The weirdest thing for me was rolling up the inside out fur to put in the freezer. It just felt utterly bizarre and the skin was still warm. I found a way of tanning furs that I am going to go with, but the solution is for 12 to 14 hides, so I am saving this batch in the freezer and the next time we process I will then tan all the furs together.

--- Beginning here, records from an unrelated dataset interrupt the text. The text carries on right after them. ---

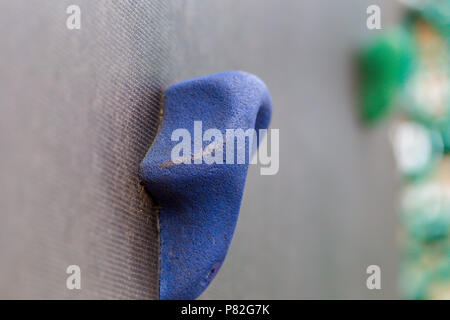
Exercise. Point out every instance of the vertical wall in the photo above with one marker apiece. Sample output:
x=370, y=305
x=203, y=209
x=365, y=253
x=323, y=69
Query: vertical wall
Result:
x=79, y=110
x=312, y=230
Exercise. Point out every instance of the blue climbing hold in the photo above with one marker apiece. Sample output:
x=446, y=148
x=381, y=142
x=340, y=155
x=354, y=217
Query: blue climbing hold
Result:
x=199, y=202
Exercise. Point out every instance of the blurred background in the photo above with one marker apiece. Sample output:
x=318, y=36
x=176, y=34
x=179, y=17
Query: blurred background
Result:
x=79, y=110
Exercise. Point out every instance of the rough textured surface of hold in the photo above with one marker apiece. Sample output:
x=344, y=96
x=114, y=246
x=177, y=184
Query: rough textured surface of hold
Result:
x=200, y=202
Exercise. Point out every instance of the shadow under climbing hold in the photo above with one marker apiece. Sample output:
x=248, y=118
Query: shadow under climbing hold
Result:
x=199, y=202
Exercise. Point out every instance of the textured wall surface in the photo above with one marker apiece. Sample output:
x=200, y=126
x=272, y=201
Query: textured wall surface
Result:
x=78, y=112
x=312, y=230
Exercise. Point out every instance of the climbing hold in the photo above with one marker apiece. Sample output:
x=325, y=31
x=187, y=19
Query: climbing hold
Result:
x=199, y=202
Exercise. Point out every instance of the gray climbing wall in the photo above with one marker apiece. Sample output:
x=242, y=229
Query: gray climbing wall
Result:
x=78, y=112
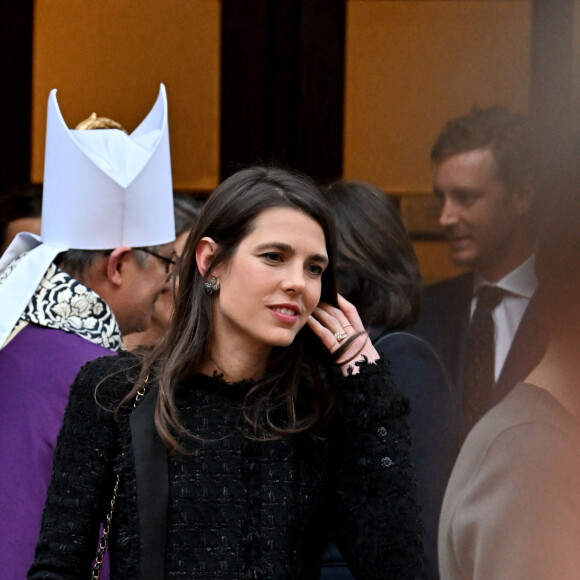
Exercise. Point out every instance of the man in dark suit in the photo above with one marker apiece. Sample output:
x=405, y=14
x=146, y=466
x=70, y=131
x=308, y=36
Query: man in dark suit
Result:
x=487, y=338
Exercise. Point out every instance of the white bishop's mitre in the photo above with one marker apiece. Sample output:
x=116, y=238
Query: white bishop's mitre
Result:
x=102, y=189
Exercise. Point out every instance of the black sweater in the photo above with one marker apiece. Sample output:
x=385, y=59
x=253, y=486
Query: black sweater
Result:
x=237, y=508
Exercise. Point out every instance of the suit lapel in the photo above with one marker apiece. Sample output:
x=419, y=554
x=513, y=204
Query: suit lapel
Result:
x=526, y=350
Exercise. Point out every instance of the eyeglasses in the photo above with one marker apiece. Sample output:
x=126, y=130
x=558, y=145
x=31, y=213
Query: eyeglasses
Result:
x=168, y=262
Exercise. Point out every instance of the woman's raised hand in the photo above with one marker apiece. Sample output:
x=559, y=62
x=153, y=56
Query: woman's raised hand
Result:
x=334, y=325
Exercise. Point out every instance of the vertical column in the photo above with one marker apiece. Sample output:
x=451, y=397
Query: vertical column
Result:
x=16, y=25
x=283, y=84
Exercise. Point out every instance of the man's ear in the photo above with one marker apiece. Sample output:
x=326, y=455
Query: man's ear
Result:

We didn’t withhold feed for 12 hours. It didn’t seem necessary and it wasn’t when it came right down to it, because rabbit poop is a fairly contained thing being in pellets like it is. We didn’t have any issues with urine or poop getting on the meat. We ended up with about a pound of liver. I’m going to try a recipe with it that I saw on One Man’s Meat for this sort of liver pate bacon meatloaf thing on homemade melba toast. He made it with chicken livers, but I figure rabbit liver will work the same. Also I’ll leave out the mushrooms because I am allergic. But otherwise I’ll pretty much follow the recipe as written.
I took weights of the rabbits before and after processing.
Buck 1: 6 pounds 10 5/8 ounces, dressed 3 pounds 10 5/8 ounces
Doe 1: 6 pounds 12 1/4 ounces, dressed 3 pounds 3 3/8 ounces
Buck 2: 8 pounds 1 ounce, dressed 4 pounds 1 ounces
Doe 2: 6 pounds 5 1/8 ounces, dressed 3 pounds 2 1/4 ounces
Buck 3: 8 pounds 1 ounces, dressed 4 pounds 2 1/4 ounces
Total dressed weight is 18 pounds 4 1/2 ounces.
Right now the rabbits are in our giant chest cooler in ice water. We are giving them 24 hours in that and then we will package them up assuming rigor mortis has passed. We don’t have fridge space to let the meat rest in, so this is the closest we could get. We will add fresh ice as needed to keep them cool. We can keep them in it for longer if rigor mortis has not passed. Once it has it should be easy to fit them in a gallon size zip bag. I may have to cut them into two pieces, but we’ll see how it goes.